The gold standard for clinical phenotyping are academic clinical studies (like ALLHAT and the Dallas Heart Study). These studies are typically focused on a disease category (e.g. cardiovascular), and the clinical phenotyping on these subjects – at least around the areas of scientific interest — is generally superb. The studies themselves can be enormous, are often multi-institutional, and typically create a database that’s independent of the hospital’s medical record.
Inevitably, large, prospective studies can take many years to complete. In addition, there’s generally not much real world/dynamic measurement.

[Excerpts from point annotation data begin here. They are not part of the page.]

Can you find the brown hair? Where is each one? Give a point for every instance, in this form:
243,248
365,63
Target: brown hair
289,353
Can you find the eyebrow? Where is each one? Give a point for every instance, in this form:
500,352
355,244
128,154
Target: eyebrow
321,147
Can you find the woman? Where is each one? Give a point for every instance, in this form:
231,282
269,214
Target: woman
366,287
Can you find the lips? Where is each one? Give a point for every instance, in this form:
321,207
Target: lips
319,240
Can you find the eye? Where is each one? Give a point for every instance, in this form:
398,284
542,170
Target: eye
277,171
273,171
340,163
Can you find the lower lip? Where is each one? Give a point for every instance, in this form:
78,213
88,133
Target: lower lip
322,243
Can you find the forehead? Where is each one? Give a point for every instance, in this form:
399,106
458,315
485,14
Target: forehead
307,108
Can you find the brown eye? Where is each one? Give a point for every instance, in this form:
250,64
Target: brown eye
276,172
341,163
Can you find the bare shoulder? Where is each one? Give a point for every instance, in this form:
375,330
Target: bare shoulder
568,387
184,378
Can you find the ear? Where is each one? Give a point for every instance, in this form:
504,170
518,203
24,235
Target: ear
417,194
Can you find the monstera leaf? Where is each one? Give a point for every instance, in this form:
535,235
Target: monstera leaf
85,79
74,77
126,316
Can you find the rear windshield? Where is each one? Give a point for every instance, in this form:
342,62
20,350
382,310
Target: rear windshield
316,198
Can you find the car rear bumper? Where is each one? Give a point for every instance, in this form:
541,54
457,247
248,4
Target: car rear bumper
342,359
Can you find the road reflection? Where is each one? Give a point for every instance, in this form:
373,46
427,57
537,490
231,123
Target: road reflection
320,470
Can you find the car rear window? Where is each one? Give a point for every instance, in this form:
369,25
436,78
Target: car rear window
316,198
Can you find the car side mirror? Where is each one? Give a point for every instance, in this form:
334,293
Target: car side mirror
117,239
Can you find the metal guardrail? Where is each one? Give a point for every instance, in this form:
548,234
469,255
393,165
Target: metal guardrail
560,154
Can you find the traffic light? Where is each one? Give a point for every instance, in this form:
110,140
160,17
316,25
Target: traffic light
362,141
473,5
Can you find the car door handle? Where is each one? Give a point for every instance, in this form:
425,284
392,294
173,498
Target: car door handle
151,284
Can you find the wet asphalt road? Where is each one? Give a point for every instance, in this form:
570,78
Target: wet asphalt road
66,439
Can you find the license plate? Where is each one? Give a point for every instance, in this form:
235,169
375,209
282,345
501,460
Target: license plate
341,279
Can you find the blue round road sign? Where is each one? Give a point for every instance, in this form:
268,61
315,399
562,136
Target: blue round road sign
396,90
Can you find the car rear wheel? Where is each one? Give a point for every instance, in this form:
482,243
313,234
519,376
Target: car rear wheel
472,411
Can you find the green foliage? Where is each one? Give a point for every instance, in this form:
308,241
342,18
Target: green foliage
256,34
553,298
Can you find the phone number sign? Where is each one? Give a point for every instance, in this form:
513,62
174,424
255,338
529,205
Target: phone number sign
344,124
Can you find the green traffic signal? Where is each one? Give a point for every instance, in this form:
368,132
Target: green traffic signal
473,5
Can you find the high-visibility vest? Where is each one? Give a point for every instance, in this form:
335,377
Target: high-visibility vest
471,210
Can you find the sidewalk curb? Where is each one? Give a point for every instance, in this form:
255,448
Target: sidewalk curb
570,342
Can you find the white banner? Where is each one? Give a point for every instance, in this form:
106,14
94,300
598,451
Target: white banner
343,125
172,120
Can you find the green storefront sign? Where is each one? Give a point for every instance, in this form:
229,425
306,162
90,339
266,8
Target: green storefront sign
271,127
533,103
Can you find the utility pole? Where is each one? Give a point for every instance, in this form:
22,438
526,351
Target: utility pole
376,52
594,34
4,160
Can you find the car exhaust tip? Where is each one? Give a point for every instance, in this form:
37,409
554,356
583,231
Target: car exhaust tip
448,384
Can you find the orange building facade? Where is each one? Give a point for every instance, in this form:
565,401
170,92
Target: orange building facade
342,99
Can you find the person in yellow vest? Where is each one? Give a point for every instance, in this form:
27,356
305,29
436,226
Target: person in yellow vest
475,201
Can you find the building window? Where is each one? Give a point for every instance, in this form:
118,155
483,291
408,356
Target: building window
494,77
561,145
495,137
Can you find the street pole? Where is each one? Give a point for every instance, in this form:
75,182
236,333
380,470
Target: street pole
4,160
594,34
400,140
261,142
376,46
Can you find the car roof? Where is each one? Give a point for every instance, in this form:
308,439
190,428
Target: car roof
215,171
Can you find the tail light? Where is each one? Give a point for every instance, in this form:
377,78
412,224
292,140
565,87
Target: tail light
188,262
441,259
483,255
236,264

The other obvious source for phenotypic data is the electronic medical record (EMR). The logic is simple: every patient has a medical record, and increasingly, especially in hospital systems, this is electronic – i.e. an EMR. EMRs (examples include Epic and Cerner) generally contain lab values, test reports, provider notes, and medication and problem lists. In theory, this should offer a broad, rich, and immediately available source of data for medical discovery.
DIY (enabled by companies such as PatientsLikeMe) represents another approach to phenotyping, and allows patients to share data with other members of the community. The obvious advantages here include the breadth and richness of data associated with what can be an unfiltered patient perspective – to say nothing of the benefit of patient empowerment. An important limitation is that the quality and consistency of the data is obviously highly dependent upon the individuals posting the information.
Pharma clinical trials would seem to represent another useful opportunity for phenotyping, given the focus on specific conditions and the rigorous attention to process and detail characteristic of pharmaceutical studies. However, pharma studies tend to be extremely focused, and companies are typically reluctant to expand protocols to pursue exploratory endpoints if there’s any chance this will diminish recruitment or adversely impact the development of the drug.